Time to answer questions:

  1. You can raise funds by traditional means (takes longer, but do-able) or by taking a safe, calculated risk. There are many websites out there, like Artist Actualized, that help artists raise funds by putting them in front of ‘citizen investors’.  A budget is pre-determined and then music fans or investors go to the website and invest in your project or idea.  If people like YOU, they’ll invest.  You’ll need a good project plan, examples of your work and be willing to let people watch you work via internet posts and video.  As with everything else some companies do a better job than others and like the song says,  You’d Better Shop Around.  If you go the traditional route, I have another article posted on Ezines that outlines the ideas.
  2. If your credit is shot or you no longer have a bank account, look for artist support groups (Google, Yahoo, Ning have a few), or artist marketing or promo sites that help you with that.  They are out there, you just have to look around.  No one has perfect credit their entire life (unless you are really lucky) and now that the credit market is so tight, one of those groups may be the ticket you need to rebuild.
  3. There are 6 million websites that are devoted to music (remember the unscientific way we figured that out?), so the way to advertise with no money is to join the FREE networks.  Shy away from the ‘get rich quick’ or multi-level-marketing sites, most are scams, but there are music oriented networks that you can join.  Don’t forget there’s always, MySpace, Facebook, Twitter, FriendFeed, Bebo and many other social networking sites.  Keep your messaging simple.  Don’t sell – inform.  Promote someone else’s music you like…who knows, you may open for each other after establishing a cyber relationship and can arrange to be in the same town at the same time.  Michael Port, NY Times Bestselling author, has two free networks that are great for connecting:  Book Yourself Solid and Think Big Revolution.
  4. You don’t need a major label.  You need sweat equity.  You need time and patience.  You need a support system and/or a street team.  GenFreeMusic is one such social network.  You can be your own major label and keep most of the profits to yourself.

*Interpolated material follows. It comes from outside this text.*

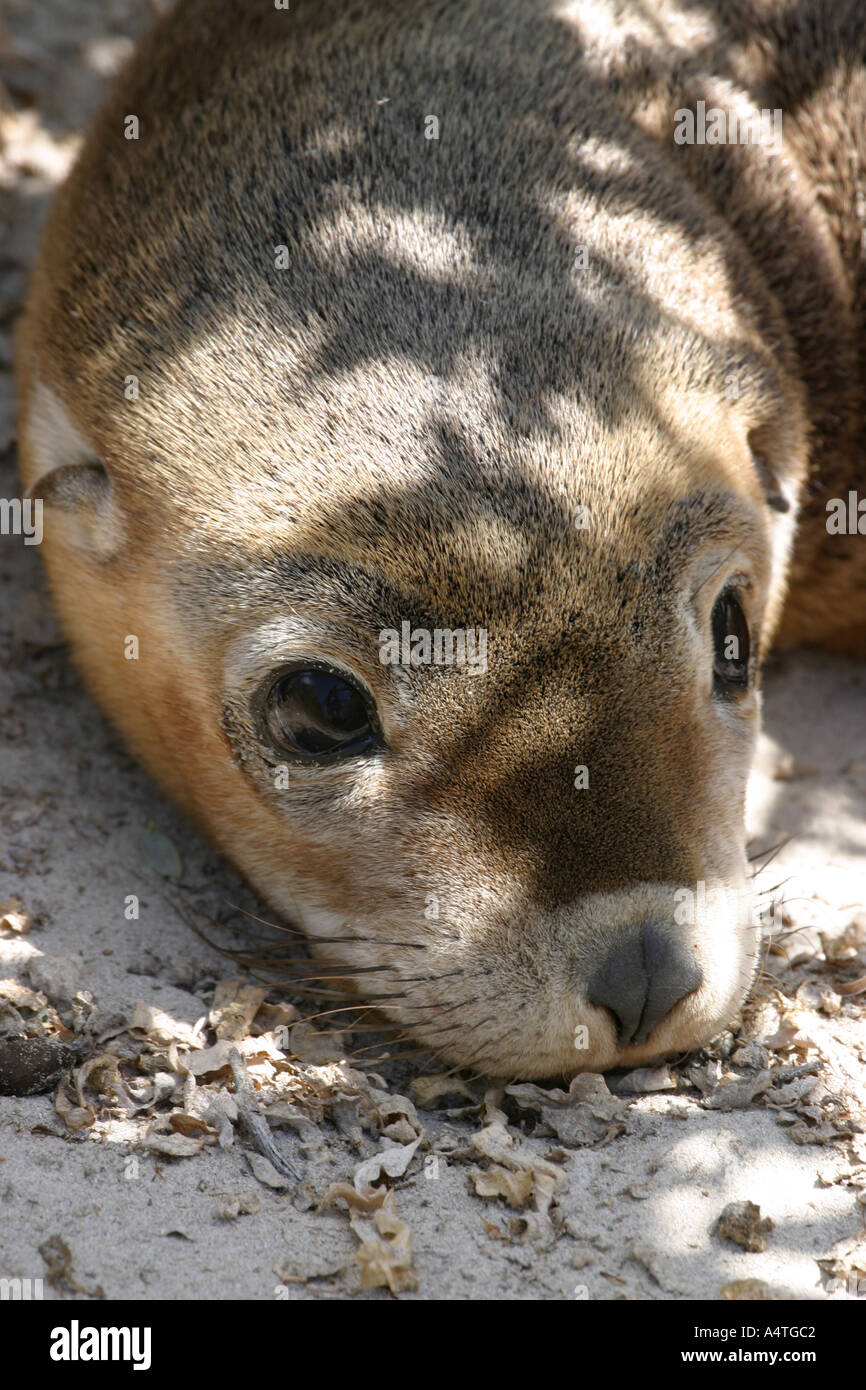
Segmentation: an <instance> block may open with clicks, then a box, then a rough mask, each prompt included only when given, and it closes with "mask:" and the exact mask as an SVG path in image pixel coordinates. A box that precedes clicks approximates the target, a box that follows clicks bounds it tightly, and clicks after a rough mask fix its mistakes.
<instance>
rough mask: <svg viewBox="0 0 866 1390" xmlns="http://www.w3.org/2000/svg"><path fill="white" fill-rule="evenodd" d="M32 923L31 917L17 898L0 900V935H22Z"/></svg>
mask: <svg viewBox="0 0 866 1390" xmlns="http://www.w3.org/2000/svg"><path fill="white" fill-rule="evenodd" d="M32 924H33V919H32V917H31V916H29V915H28V913H26V912H25V910H24V908H22V905H21V899H19V898H10V899H8V902H0V935H18V937H24V935H26V933H28V931H29V930H31V927H32Z"/></svg>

  5. The only way to keep up with technology is to follow it.  Read blogs, Ezines, and use RSS feeds to keep up with trends.  Suggested reading for market trends are Gerd Leonhard (Media Futurist), Seth Godin (Marketing thought leader), Chris Anderson (Author of Long Tail and Free) and Derek Sivers (Launched CDBaby).  All have blogs that inform and spark ideas for media and music.
  6. You have to put yourself under a harsh light.  It could be your musicianship is just under par to attract the kind of listeners you want.  You can do several things to make up for deficiencies; use one of the band/artist citizen fundraising groups to build your budget, look for music collaboration sites, like F-Jam to work with artists online.  A great way to polish your tracks is to use a producer/record label, like Bo-Ty Productions who know how to make you sound like the A-list recording artist you are.

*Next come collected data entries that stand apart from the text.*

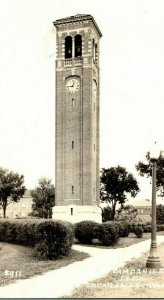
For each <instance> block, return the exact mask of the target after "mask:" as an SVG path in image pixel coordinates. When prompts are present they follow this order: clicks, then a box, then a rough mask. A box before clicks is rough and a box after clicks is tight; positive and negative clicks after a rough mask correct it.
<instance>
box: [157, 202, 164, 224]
mask: <svg viewBox="0 0 164 300" xmlns="http://www.w3.org/2000/svg"><path fill="white" fill-rule="evenodd" d="M156 214H157V224H164V205H162V204H158V205H157V209H156Z"/></svg>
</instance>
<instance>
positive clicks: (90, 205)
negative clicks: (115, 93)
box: [53, 14, 102, 222]
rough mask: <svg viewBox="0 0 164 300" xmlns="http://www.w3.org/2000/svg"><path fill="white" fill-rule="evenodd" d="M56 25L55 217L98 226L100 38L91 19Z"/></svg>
mask: <svg viewBox="0 0 164 300" xmlns="http://www.w3.org/2000/svg"><path fill="white" fill-rule="evenodd" d="M54 26H55V27H56V158H55V161H56V166H55V178H56V184H55V187H56V195H55V199H56V206H55V207H54V209H53V218H55V219H64V220H68V221H72V222H77V221H81V220H94V221H97V222H101V209H100V208H99V207H98V204H99V199H100V191H99V107H100V104H99V39H100V38H101V36H102V34H101V32H100V29H99V28H98V26H97V24H96V22H95V20H94V18H93V17H92V16H91V15H81V14H78V15H75V16H71V17H68V18H64V19H59V20H56V21H55V22H54Z"/></svg>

The bottom line is that you don’t always need funding to get what you want.  Your success as a recording artist is dependent on social consumerism, not fame.  People learn to like you and then tell other people about you. Get yourself entrenched with like-minded people that collaborate, socialize and are active in wired social communities.  You’ll get better attention from yourself than you ever will from a major label.  If you just don’t have time to be your own record label, then use the power of the internet to help you attract citizen investors – you may have to share a small percentage of the proceeds to manage the banking and invoicing, but at least you won’t have to look under the cushions for coins.